Predicting Psychological Well-Being from Spontaneous Speech using LLMs
Authors: Erfan Loweimi, Sofia de la Fuente Garcia, Saturnino Luz
Summary
The authors use LLMs in a zero-shot setup to predict psychological well-being scores (Ryff PWB) from a few minutes of spontaneous speech recordings. They test 12 instruction-tuned models (Llama-3, Mistral, Gemma variants, etc.) using a domain-informed prompt co-designed with clinical psychology and linguistics experts. Best models achieve Spearman correlations up to 0.8, and the authors analyze prediction variability and use word clouds to identify which linguistic features drive predictions.
Main takeaways:
- LLMs can extract semantically meaningful psychological cues from spontaneous speech in zero-shot mode (no training on this task).
- Tested on 111 participants from the PsyVoiD database, using only a few minutes of audio transcripts.
- Best models reach Spearman correlation of 0.8 on 80% of the data for predicting well-being scores.
- The prompt was designed with domain experts in clinical psychology and linguistics.
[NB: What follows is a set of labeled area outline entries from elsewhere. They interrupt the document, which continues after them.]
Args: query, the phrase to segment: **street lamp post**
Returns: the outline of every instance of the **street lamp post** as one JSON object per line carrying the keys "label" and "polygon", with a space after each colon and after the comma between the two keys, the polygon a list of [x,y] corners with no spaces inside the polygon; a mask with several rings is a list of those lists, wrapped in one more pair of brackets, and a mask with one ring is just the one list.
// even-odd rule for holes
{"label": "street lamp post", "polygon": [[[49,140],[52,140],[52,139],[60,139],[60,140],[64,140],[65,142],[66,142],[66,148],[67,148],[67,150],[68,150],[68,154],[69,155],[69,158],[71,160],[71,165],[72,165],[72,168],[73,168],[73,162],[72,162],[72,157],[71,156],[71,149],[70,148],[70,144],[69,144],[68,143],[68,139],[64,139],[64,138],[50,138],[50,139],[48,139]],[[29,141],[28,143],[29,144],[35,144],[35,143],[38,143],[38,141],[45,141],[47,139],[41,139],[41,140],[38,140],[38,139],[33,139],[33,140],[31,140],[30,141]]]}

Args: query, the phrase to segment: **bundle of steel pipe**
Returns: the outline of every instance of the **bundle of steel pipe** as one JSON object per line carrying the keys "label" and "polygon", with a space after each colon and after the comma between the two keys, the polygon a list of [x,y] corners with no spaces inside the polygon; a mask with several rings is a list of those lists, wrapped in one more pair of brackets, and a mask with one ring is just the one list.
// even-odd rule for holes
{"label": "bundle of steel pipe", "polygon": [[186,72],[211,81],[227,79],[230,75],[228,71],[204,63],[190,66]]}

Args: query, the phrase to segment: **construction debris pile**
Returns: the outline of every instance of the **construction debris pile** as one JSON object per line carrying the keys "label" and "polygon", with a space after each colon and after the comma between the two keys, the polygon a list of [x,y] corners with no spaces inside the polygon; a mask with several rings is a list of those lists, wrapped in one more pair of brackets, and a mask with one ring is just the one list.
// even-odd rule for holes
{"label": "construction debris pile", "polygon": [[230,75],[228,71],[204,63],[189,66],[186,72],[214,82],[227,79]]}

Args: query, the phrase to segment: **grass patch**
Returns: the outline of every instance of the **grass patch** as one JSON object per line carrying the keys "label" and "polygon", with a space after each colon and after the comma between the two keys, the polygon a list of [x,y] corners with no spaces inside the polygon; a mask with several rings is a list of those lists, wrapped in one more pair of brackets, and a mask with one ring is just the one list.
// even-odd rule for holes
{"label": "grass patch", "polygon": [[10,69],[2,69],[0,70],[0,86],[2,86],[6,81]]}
- Statistical and keyword analyses provide some explainability for what linguistic features the models latch onto.
Relevance
Not directly connected to my persona/midtraining work. This is about extracting psychological signals from speech, while I'm investigating how behaviors get installed and conditioned in language models. No obvious bridge to conditional behavior or persona markers.
Threat model
Potential threat/caveat for clean result "Stretching turn count, completion length, or system-prompt length at train time fails to amplify marker uptake; the longest system prompt instead leaks across bystander personas (LOW confidence)": this item discusses bias.
Abstract
arXiv:2605.11303v1 Announce Type: new Abstract: We investigate the use of Large Language Models (LLMs) for zero-shot prediction of Ryff Psychological Well-Being (PWB) scores from spontaneous speech. Using a few minutes of voice recordings from 111 participants in the PsyVoiD database, we evaluated 12 instruction-tuned LLMs, including Llama-3 (8B, 70B), Ministral, Mistral, Gemma-2-9B, Gemma-3 (1B, 4B, 27B), Phi-4, DeepSeek (Qwen and Llama), and QwQ-Preview. A domain-informed prompt was developed in collaboration with experts in clinical psychology and linguistics. Results show that LLMs can extract semantically meaningful cues from spontaneous speech, achieving Spearman correlations of up to 0.8 on 80% of the data. Additionally, to enhance explainability, we conducted statistical analyses to characterise prediction variability and systematic biases, alongside keyword-based word cloud analyses to highlight the linguistic features driving the models' predictions.